Minister of Backward Classes and Minority Welfare (Government of Tamil Nadu)
- In office 29 June 2011 – 17 June 2013
- Chief Minister: J. Jayalalithaa
- Preceded by: T. K. M. Chinnayya
- Succeeded by: S. Abdul Rahim

Member of Tamil Nadu Legislative Assembly
- In office 23 May 2011 – 22 May 2016
- Preceded by: R. Gandhi
- Succeeded by: R. Gandhi
- Constituency: Ranipet

Chairman of Tamil Nadu Waqf Board
- In office 19 September 2020 – 23 March 2021
- Preceded by: A. Anwhar Raajhaa
- Succeeded by: Abdul Rahman

Personal details
- Born: Panaikulam, Ramanathapuram, Tamil Nadu
- Died: 23 March 2021 (aged 72–73) Ranipet, Tamil Nadu
- Other political affiliations: All India Anna Dravida Munnetra Kazhagam

= A. Mohammed John =

Indian politician (died 2021)

A. Mohammed John (1948/1949 – 23 March 2021) was an Indian industrialist and politician. He served as Member of Rajyasabha representing Tamil Nadu. He defeated R. Gandhi of DMK party in 2011 general elections. The then ADMK party supremo J. Jayalalitha discharged him from the minister post to reshuffle her ministry and the Backward class ministry was handed over to Abdur Rahim. He was into controversy among the Muslims of his constituency for supporting the Bill and voted in favour of NDA Government's citizenship amendment Bill and there were severe protests out of his home in Ranipet which were organized by Minorities. The Muslims who are indigenous residents of Ranipet removed him from all the posts that are related to Ahle-sunnath-jama'ath which saw a major setback in his political career. While on enquiry about why he backed Tamil Nadu Chief minister Edappadi.k.Pazhaniswamy on CAB he said that the party and the commands from the same are priority for him therefore the jamaath of Ranipet removed him from all the posts of Masjid of which he was a member before.

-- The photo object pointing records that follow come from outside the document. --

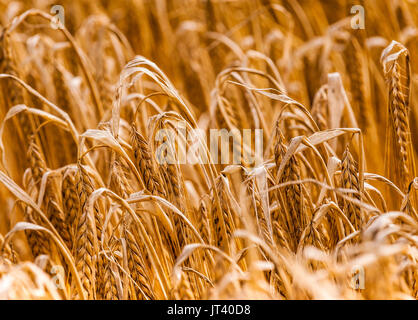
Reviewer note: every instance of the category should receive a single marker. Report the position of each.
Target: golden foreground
(89, 212)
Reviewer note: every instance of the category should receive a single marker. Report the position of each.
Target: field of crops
(208, 149)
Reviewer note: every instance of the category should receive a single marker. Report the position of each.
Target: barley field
(314, 197)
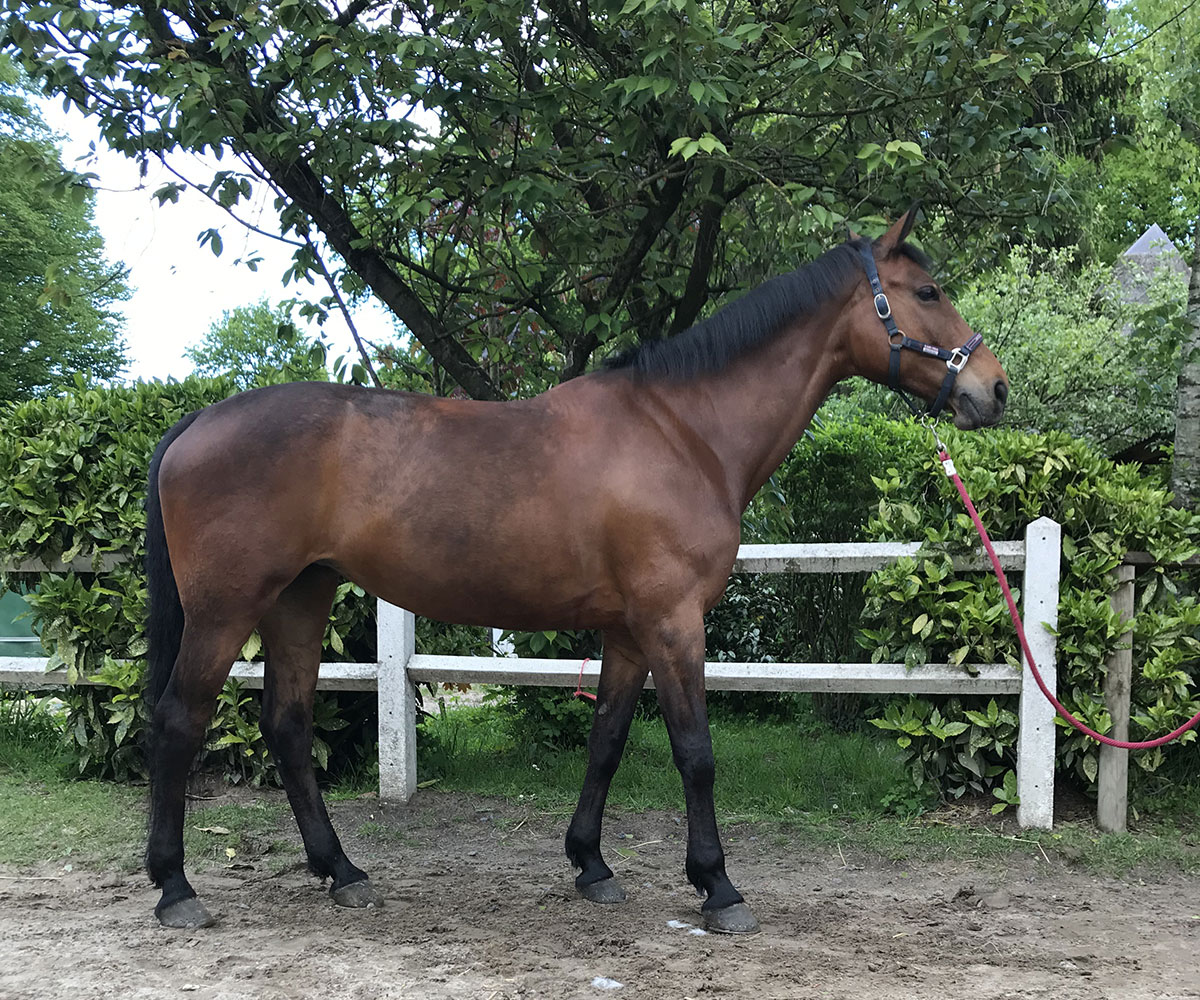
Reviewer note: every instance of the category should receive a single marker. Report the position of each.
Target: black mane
(748, 322)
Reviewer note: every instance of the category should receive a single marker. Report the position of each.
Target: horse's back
(533, 513)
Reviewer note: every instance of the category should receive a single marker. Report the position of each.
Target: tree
(1164, 71)
(258, 345)
(57, 291)
(1080, 357)
(598, 172)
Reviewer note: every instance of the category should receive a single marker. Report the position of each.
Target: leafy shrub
(72, 481)
(547, 717)
(918, 610)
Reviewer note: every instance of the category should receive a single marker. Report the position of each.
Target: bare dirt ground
(480, 904)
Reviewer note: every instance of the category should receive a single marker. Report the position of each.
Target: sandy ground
(480, 904)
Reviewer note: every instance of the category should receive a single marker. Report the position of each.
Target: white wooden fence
(400, 666)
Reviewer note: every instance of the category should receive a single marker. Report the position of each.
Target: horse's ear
(900, 229)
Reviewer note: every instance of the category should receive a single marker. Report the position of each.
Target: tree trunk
(1186, 469)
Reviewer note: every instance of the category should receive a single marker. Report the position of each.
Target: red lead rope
(1122, 744)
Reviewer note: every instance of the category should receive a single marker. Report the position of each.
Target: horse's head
(904, 333)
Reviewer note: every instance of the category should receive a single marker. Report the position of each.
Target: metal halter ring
(958, 360)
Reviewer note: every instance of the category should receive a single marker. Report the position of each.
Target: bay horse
(610, 502)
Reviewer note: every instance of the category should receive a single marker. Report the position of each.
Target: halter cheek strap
(955, 360)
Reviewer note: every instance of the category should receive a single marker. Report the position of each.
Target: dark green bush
(72, 481)
(918, 610)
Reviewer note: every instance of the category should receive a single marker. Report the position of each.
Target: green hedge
(882, 479)
(72, 474)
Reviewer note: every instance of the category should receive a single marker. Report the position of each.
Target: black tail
(165, 624)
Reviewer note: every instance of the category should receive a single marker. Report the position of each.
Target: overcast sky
(179, 287)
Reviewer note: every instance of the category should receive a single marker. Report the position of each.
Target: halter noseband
(955, 360)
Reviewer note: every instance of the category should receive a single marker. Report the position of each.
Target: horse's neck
(753, 413)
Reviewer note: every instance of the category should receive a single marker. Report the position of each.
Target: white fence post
(396, 641)
(1036, 737)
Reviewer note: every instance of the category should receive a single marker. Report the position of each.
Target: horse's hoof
(186, 914)
(731, 920)
(357, 894)
(605, 891)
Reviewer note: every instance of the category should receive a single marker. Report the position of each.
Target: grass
(49, 818)
(804, 789)
(814, 786)
(762, 770)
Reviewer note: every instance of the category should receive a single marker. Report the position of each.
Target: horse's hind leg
(292, 633)
(180, 718)
(621, 682)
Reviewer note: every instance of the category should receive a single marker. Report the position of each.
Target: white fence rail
(400, 668)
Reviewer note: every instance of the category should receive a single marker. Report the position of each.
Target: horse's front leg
(622, 678)
(676, 651)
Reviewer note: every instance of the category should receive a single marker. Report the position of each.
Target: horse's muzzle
(976, 407)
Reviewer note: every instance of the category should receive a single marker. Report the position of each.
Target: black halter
(955, 360)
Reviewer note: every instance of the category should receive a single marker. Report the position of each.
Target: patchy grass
(762, 768)
(821, 789)
(49, 818)
(805, 791)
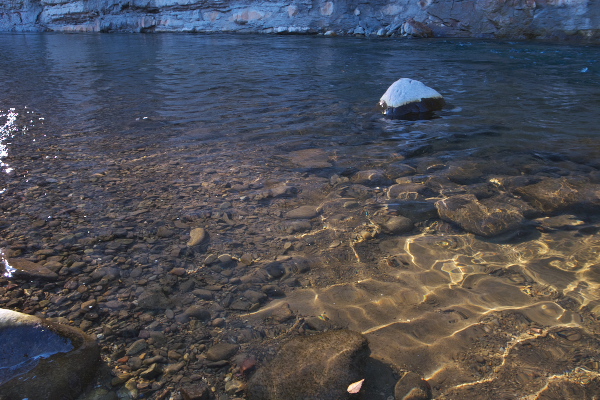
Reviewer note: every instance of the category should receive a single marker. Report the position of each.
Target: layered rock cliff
(465, 18)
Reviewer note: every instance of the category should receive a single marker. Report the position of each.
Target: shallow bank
(490, 19)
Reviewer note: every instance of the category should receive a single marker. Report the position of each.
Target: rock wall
(442, 18)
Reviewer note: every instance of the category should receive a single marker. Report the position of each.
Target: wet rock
(412, 387)
(20, 268)
(198, 391)
(310, 158)
(152, 372)
(372, 177)
(221, 351)
(303, 212)
(398, 225)
(197, 236)
(153, 299)
(234, 386)
(556, 194)
(45, 360)
(275, 270)
(415, 210)
(136, 347)
(283, 191)
(487, 220)
(399, 170)
(164, 232)
(312, 367)
(409, 191)
(194, 311)
(407, 99)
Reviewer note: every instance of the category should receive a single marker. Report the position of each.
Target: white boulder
(410, 99)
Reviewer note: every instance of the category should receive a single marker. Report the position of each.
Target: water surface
(106, 139)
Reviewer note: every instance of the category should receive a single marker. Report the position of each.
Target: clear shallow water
(109, 132)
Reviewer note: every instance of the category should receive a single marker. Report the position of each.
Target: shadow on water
(123, 144)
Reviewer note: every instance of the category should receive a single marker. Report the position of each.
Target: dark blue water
(108, 138)
(195, 88)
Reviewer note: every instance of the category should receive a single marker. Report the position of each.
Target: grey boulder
(313, 367)
(43, 360)
(410, 99)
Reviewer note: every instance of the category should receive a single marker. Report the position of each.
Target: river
(115, 147)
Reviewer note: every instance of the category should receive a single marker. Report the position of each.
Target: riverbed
(317, 212)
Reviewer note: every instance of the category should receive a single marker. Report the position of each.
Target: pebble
(174, 368)
(197, 236)
(136, 347)
(398, 225)
(221, 351)
(225, 258)
(303, 212)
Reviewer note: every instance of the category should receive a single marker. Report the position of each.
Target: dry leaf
(355, 387)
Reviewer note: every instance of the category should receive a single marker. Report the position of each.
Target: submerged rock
(487, 219)
(44, 360)
(312, 367)
(410, 99)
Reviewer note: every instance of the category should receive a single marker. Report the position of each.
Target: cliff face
(466, 18)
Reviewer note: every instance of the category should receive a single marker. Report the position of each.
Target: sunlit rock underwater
(44, 360)
(410, 99)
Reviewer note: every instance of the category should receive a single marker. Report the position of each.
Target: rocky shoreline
(523, 19)
(189, 267)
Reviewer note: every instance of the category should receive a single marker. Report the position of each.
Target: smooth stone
(221, 351)
(275, 270)
(153, 299)
(398, 225)
(412, 387)
(552, 195)
(477, 217)
(164, 232)
(151, 372)
(198, 391)
(372, 177)
(409, 191)
(20, 268)
(303, 212)
(408, 97)
(197, 312)
(415, 210)
(136, 347)
(197, 236)
(319, 366)
(45, 360)
(310, 158)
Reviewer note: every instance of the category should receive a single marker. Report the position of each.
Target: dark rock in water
(371, 177)
(398, 225)
(222, 351)
(312, 367)
(485, 219)
(557, 194)
(412, 387)
(153, 298)
(45, 360)
(410, 99)
(20, 268)
(415, 210)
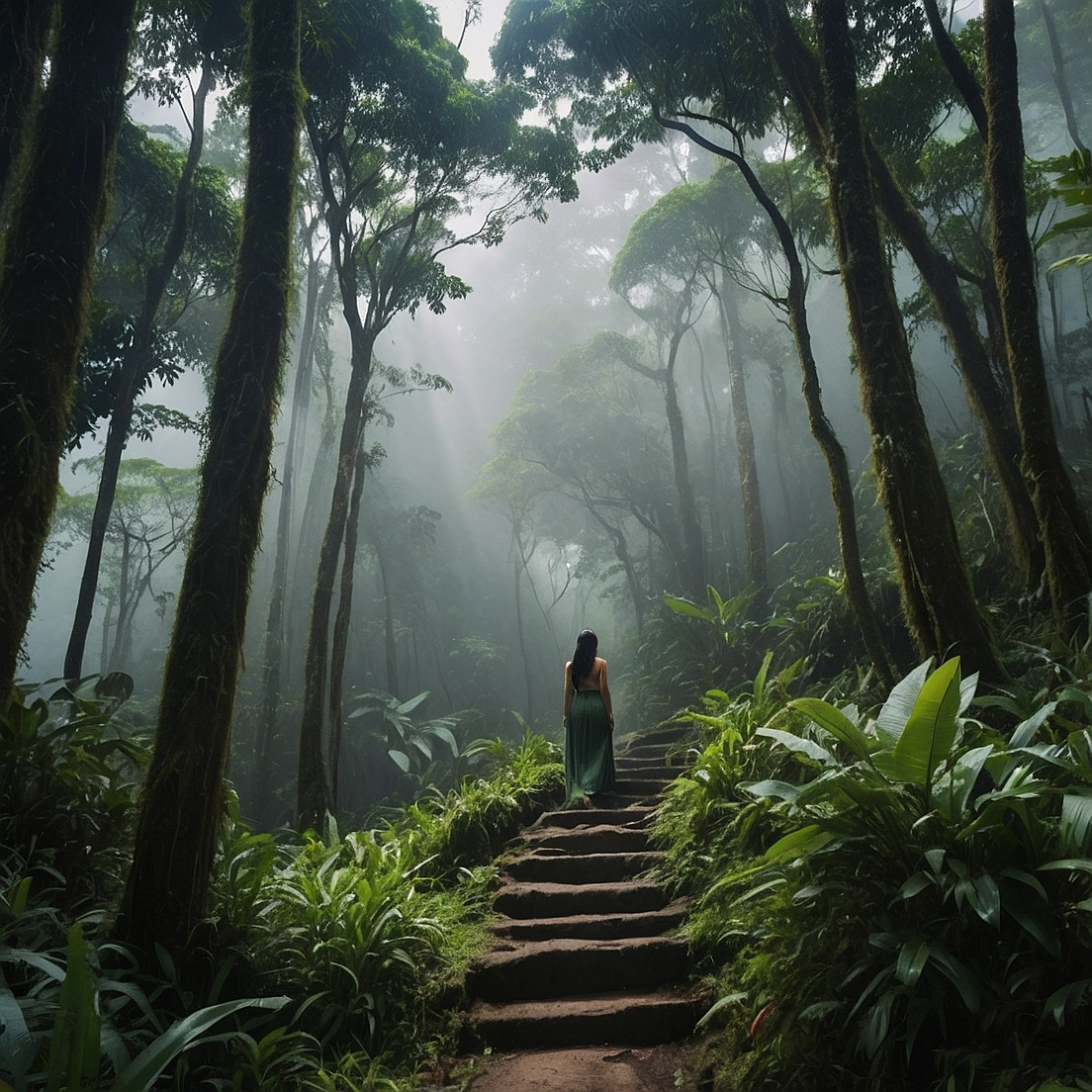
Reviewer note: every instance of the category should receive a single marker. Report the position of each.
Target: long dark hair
(585, 657)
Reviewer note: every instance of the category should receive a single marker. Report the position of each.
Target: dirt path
(586, 987)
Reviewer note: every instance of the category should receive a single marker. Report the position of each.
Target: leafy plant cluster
(333, 961)
(899, 900)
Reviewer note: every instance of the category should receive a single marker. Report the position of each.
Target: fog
(444, 618)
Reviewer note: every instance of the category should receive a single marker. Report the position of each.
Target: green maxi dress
(589, 748)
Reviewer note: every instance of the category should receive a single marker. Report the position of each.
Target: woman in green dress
(588, 721)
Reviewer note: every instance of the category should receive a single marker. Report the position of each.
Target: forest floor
(577, 907)
(663, 1068)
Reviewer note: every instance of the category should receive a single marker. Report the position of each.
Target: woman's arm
(567, 698)
(605, 691)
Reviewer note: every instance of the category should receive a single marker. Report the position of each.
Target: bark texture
(754, 524)
(1062, 523)
(938, 600)
(45, 289)
(182, 804)
(24, 31)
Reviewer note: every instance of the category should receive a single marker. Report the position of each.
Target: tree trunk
(1062, 523)
(342, 619)
(136, 368)
(692, 577)
(941, 608)
(182, 801)
(754, 526)
(24, 31)
(45, 289)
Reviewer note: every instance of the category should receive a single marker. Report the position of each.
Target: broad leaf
(144, 1069)
(795, 743)
(835, 722)
(931, 731)
(895, 712)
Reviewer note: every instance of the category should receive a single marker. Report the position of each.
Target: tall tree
(1067, 536)
(45, 286)
(395, 168)
(182, 800)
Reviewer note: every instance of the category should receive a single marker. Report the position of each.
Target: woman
(588, 722)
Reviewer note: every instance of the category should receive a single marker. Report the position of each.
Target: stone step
(649, 923)
(619, 1019)
(559, 900)
(594, 838)
(654, 752)
(566, 966)
(556, 866)
(631, 816)
(668, 734)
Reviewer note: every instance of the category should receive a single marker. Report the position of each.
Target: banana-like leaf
(836, 723)
(931, 731)
(1026, 731)
(913, 956)
(896, 710)
(686, 608)
(1075, 825)
(798, 744)
(798, 843)
(144, 1069)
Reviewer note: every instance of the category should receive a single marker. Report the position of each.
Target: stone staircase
(584, 953)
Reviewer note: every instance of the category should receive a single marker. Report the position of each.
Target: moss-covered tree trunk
(24, 32)
(45, 289)
(754, 523)
(273, 651)
(838, 468)
(1062, 523)
(182, 802)
(136, 368)
(338, 651)
(938, 600)
(692, 575)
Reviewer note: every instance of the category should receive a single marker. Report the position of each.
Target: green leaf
(987, 901)
(913, 956)
(798, 843)
(408, 706)
(771, 787)
(1026, 730)
(144, 1069)
(835, 722)
(931, 731)
(1068, 864)
(688, 608)
(900, 704)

He was a member of the 14th Tamil Nadu Legislative Assembly from the Ranipet constituency. He represented the All India Anna Dravida Munnetra Kazhagam party. He was minister of the state for the Backward Classes, Most Backward Classes and Minorities Welfare.

The elections of 2016 resulted in his constituency being won by R. Gandhi. He died on 23 March 2021, aged 72.

==Career==
John was a successful industrialist in leather manufacturing and exports. He was born in Ranipet, Tamil Nadu. He was twice elected to Ranipet Municipality between 1996–2001 and 2001–2006.